“What about the poor?”
An interviewer just asked me the question following my usual call for markets in everything. It’s probably the 100th time this has happened. The question amazes me because the implication behind it implies that markets serve primarily the rich.
It’s hard to imagine a more profound confusion. The default state of the world is grueling poverty, universal insecurity, and short lives. When governments do come along, they nearly always serve themselves first.
The most earth-shattering change in this persistent trend of all recorded history came with the advent of capitalism. For the first time in history, the productive resources of society turned from serving mainly the elites toward serving the common person. This change alone began to flip the power narrative of social evolution.

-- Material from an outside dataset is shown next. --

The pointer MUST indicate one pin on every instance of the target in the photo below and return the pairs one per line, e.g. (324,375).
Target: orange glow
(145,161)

And this revolution continued for two some two-hundred years, during which time the average life span expanded dramatically, infant mortality collapsed, incomes rose, and the great project of universal ennoblement achieved an unprecedented boost. And this trend continues today wherever markets are given freedom to function, property rights are secure, and people can associate and trade without molestation by the elites.
In short, capitalism made huge progress toward the conquest of poverty. This is the title of a great book by Henry Hazlitt, and the newest free epub release by the Foundation for Economic Education. It tells the story of wealth creation in modern times. It should be downloaded and read by anyone who cares about a society of flourishing lives.

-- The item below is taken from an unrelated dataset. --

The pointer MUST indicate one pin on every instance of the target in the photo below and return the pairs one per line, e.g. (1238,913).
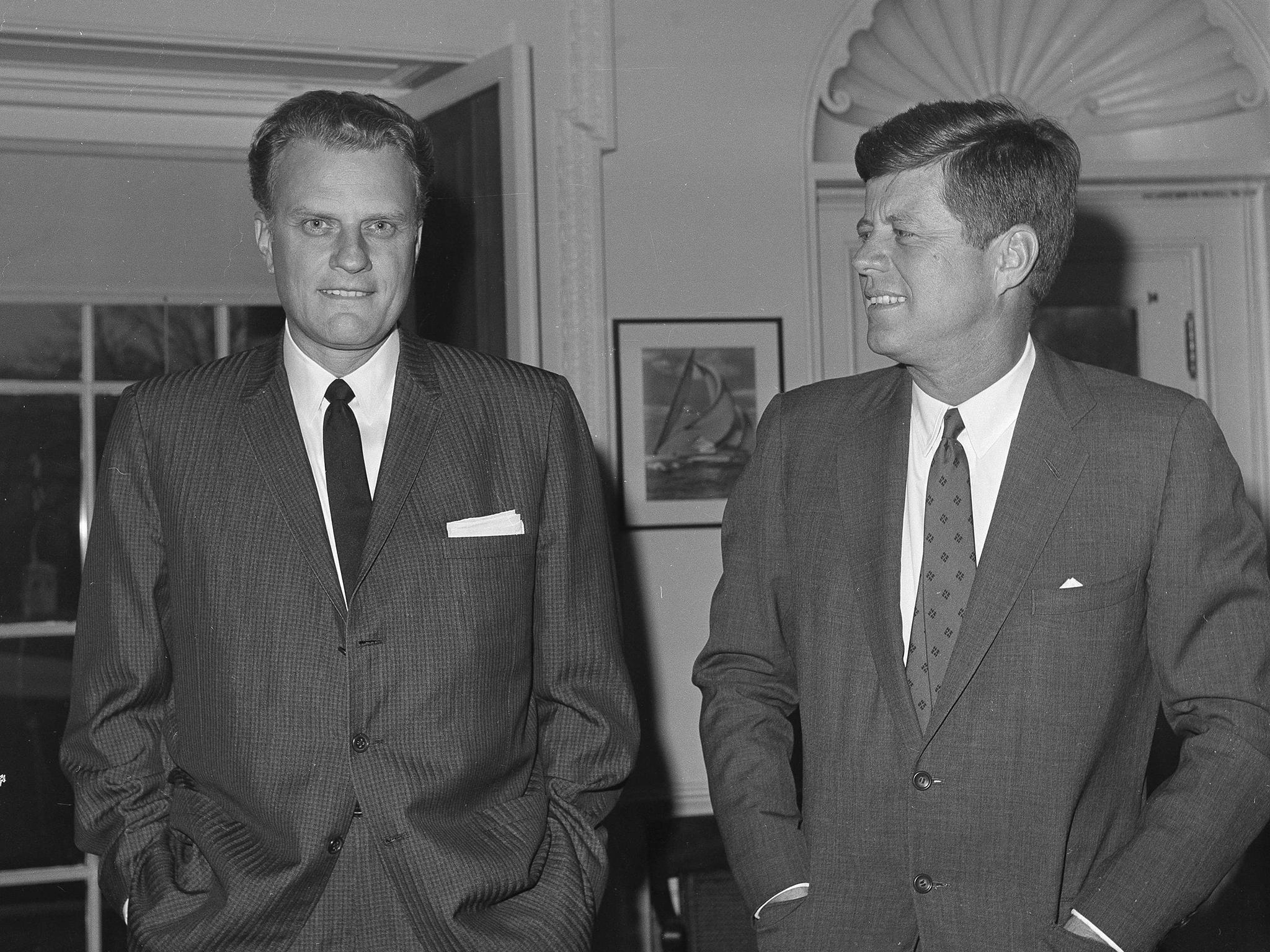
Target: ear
(1015,253)
(265,240)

The common presumption that markets serve the rich and governments serve the poor is belied by all evidence.
Think only of the early years of “progressive” reform of government during which time the administrative state came into its full glory, between 1900 and 1920 in the United States. The power of the state was used to exclude, segregate, sterilize, and even quietly exterminate the weakest among the population while bolstering the power of in-groups and the establishment.
Eugenics, a prevailing ideology in these years, required government to realize its aims. So many policies in those years answered the question “what about the poor?” in the following way: we will wipe them out.

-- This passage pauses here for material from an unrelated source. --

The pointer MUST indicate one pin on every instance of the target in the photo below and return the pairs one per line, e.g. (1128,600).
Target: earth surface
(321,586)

In the second half of the century, the excuse for massive welfare, regulatory, and tax policies changed. We were now told that all of this would be good for the poor. This has not been the case. The more government tries to “help,” the more the poor are denied choice, mired in dependency, exploited by bureaucrats and politicians. You only need visit a courtroom in any major city in the US to discover that government is the leading threat and most dangerous menace to the just aspirations of the poor.
So, yes, we need a war on poverty. Only markets can wage it successfully.